Gay couples left out in the cold
New family law act excludes same-sex couples
by Cheryl Leschasin
NNSL (May 05/97) - Human rights advocates want to know why same-sex couples aren't considered spouses in proposed family law legislation.
Answers, however, have been hard to come by
At a public hearing on four new family law bills in Inuvik last month, Dale Sharkey, a family counsellor in Inuvik, asked the legislative committee examining the bills about the exclusion of same-sex couples from the Family Law Act.
"I got the feeling that the legislature itself wasn't interested at all," said Sharkey.
"They said it was 'a departmental decision,'" said Andrew Fox, an Inuvik defence lawyer. Fox said he feels the response was inadequate.
According to the proposed Family Law Act, a spouse is considered one of either a man or a woman in a marriage or common-law marriage. However, sexual orientation is one of the grounds of discrimination covered under the Human Right Act.
"You cannot discriminate against someone based on sex," said Bob Fagan, human rights commissioner for the NWT and Alberta.

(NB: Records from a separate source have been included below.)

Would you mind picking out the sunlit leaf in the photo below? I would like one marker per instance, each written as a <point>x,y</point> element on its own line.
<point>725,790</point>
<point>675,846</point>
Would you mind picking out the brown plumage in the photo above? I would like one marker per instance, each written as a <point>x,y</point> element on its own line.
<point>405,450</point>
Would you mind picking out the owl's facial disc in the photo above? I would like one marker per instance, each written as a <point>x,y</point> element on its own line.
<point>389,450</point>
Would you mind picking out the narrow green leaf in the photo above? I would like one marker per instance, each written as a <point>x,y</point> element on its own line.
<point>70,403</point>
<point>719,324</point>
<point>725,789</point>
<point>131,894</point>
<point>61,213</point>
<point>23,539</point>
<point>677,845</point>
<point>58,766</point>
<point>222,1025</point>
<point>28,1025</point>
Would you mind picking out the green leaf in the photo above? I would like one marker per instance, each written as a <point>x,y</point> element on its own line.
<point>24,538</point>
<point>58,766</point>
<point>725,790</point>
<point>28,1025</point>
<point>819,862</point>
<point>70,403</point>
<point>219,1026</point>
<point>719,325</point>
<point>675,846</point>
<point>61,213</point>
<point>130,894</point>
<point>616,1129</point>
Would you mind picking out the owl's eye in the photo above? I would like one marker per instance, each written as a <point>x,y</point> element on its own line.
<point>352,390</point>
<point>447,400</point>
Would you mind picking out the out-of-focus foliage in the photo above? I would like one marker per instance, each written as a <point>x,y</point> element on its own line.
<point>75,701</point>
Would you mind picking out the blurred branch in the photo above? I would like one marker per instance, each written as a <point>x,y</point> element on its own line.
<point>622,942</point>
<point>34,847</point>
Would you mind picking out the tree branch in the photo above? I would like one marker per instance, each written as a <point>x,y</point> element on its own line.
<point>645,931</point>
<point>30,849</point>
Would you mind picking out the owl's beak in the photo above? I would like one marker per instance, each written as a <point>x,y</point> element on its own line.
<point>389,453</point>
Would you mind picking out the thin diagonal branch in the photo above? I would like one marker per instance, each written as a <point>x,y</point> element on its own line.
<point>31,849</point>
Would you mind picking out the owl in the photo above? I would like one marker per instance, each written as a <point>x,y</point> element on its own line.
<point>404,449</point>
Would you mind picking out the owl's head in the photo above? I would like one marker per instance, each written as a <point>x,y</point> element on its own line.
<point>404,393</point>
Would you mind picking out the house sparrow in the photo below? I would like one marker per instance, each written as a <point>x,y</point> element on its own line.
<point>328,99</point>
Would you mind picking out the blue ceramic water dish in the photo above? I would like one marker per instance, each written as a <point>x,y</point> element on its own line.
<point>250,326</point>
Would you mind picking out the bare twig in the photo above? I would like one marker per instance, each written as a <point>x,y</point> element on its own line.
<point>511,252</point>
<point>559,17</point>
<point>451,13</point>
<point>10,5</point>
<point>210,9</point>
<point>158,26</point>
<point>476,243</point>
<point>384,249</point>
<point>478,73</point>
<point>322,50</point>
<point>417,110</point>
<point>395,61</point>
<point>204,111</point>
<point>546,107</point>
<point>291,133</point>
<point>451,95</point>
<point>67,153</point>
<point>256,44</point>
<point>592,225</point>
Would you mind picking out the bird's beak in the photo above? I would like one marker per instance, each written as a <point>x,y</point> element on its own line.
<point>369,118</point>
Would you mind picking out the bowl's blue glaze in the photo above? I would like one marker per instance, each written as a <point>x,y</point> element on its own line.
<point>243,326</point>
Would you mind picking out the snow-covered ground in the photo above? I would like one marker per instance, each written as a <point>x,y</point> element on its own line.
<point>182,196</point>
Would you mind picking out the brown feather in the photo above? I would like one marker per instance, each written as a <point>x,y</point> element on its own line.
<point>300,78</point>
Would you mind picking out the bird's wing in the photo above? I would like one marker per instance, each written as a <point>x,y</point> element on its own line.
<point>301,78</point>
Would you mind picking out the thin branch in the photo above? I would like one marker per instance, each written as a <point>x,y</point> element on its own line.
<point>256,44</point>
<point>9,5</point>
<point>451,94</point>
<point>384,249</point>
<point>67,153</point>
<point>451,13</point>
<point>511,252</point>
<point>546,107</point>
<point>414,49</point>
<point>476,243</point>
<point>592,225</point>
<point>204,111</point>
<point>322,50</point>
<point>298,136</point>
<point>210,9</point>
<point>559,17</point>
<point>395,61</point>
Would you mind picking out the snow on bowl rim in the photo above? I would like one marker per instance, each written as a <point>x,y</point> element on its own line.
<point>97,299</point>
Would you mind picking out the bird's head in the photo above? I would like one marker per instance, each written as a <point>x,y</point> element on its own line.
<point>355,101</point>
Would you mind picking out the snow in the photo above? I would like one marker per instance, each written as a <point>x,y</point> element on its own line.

Fagan also said that cases of discrimination are being challenged in courts across the country, and for the most part, are winning. "The sides claiming discrimination are winning more than losing," said Fagan.
If the proposed family law legislation is passed with the current definition, concerned parties may still have recourse through the Canadian Human Rights Commission.
At the initial review in Yellowknife, April 7, committee member Roy Erasmus questioned Minister of Social Services Kelvin Ng and his team of advisors on the exclusion of same-sex couples from the act.
"It seems as though this bill is recognizing only opposite-sex relationships," said Erasmus.
Ng could offer no direct answer, however. He said only that the definition of spouse was taken from Ontario legislation, which includes only opposite-sex couples and added that the definition would change only in the event of strong public hearing input, or a Supreme Court ruling.